Meng Liu, Youzhi Luo, Kanji Uchino, Koji Maruhashi, and Shuiwang Ji. "[Generating 3D Molecules for Target Protein Binding](https://arxiv.org/abs/2204.09410)". [ICML 2022 **Long Presentation**]

![](https://github.com/divelab/GraphBP/blob/main/assets/GraphBP.png)

## Requirements
We include key dependencies below. The versions we used are in the parentheses. Our detailed environmental setup is available in [environment.yml](https://github.com/divelab/GraphBP/blob/main/GraphBP/environment.yml).
* PyTorch (1.9.0)
* PyTorch Geometric (1.7.2)
* rdkit-pypi (2021.9.3)
* biopython (1.79)
* openbabel (3.3.1)

## Preparing Data
* Download and extract the CrossDocked2020 dataset:
```linux
wget https://bits.csb.pitt.edu/files/crossdock2020/v1.1/CrossDocked2020_v1.1.tgz -P data/crossdock2020/
tar -C data/crossdock2020/ -xzf data/crossdock2020/CrossDocked2020_v1.1.tgz
wget https://bits.csb.pitt.edu/files/it2_tt_0_lowrmsd_mols_train0_fixed.types -P data/crossdock2020/
wget https://bits.csb.pitt.edu/files/it2_tt_0_lowrmsd_mols_test0_fixed.types -P data/crossdock2020/
```
**Note**: (1) The unzipping process could take a lot of time. Unzipping on SSD is much faster!!! (2) Several samples in the training set cannot be processed by our code. Hence, we recommend replacing the `it2_tt_0_lowrmsd_mols_train0_fixed.types`
file with a new one, where these samples are deleted. The new one is available [here](https://github.com/divelab/GraphBP/blob/main/GraphBP/data/crossdock2020/it2_tt_0_lowrmsd_mols_train0_fixed.types).

* Split data files:
```linux
python scripts/split_sdf.py data/crossdock2020/it2_tt_0_lowrmsd_mols_train0_fixed.types data/crossdock2020
python scripts/split_sdf.py data/crossdock2020/it2_tt_0_lowrmsd_mols_test0_fixed.types data/crossdock2020
```

## Run
* Train GraphBP from scratch:
```linux
CUDA_VISIBLE_DEVICES=${you_gpu_id} python main.py
```
**Note**: GraphBP can be trained on a `48GB GPU` with `batchsize=16`. Our trained model is available [here](https://github.com/divelab/GraphBP/blob/main/GraphBP/trained_model/model_33.pth).

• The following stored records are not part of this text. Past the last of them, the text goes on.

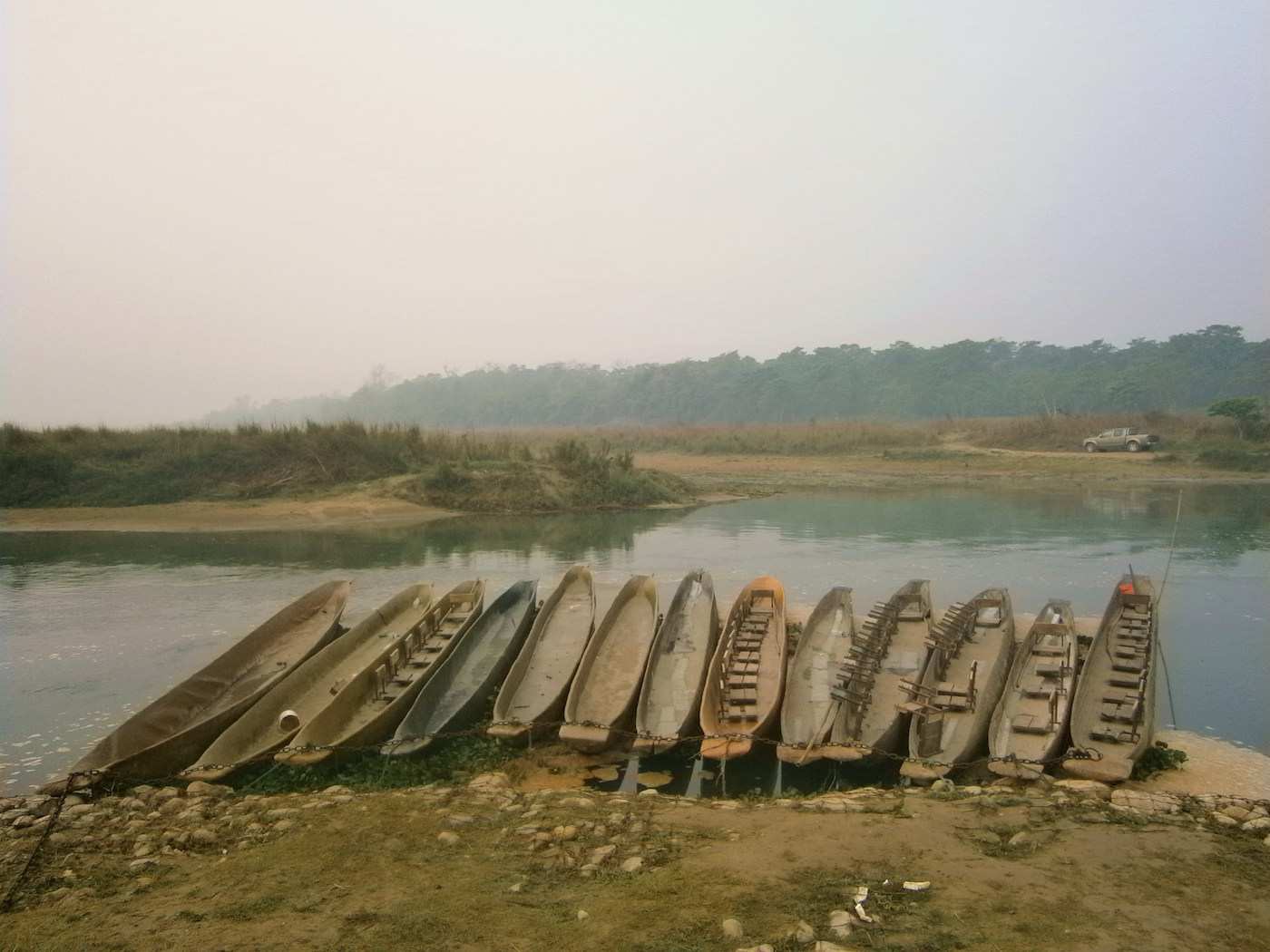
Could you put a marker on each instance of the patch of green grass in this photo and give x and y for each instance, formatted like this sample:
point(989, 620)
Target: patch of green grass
point(1156, 759)
point(446, 763)
point(1242, 857)
point(251, 908)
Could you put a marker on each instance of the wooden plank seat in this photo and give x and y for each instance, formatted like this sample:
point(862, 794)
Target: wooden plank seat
point(1031, 724)
point(1123, 713)
point(1037, 689)
point(1114, 735)
point(1127, 679)
point(853, 694)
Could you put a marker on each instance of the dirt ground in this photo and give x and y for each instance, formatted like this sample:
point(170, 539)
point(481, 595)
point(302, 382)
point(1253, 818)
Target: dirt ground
point(505, 866)
point(718, 478)
point(532, 860)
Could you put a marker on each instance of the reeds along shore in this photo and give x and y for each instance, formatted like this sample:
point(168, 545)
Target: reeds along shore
point(743, 689)
point(529, 470)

* Generate atoms in the 3D space with the trained model:
```linux
CUDA_VISIBLE_DEVICES=${you_gpu_id} python main_gen.py
```

* Postprocess and then save the generated molecules:
```linux
CUDA_VISIBLE_DEVICES=${you_gpu_id} python main_eval.py
```

## Reference
```
@inproceedings{liu2022graphbp,
title={Generating 3D Molecules for Target Protein Binding},
author={Meng Liu and Youzhi Luo and Kanji Uchino and Koji Maruhashi and Shuiwang Ji},
booktitle={International Conference on Machine Learning},
year={2022}
}
```

## Acknowledgments
This work was supported in part by National Science Foundation grants IIS-2006861 and IIS-1908220.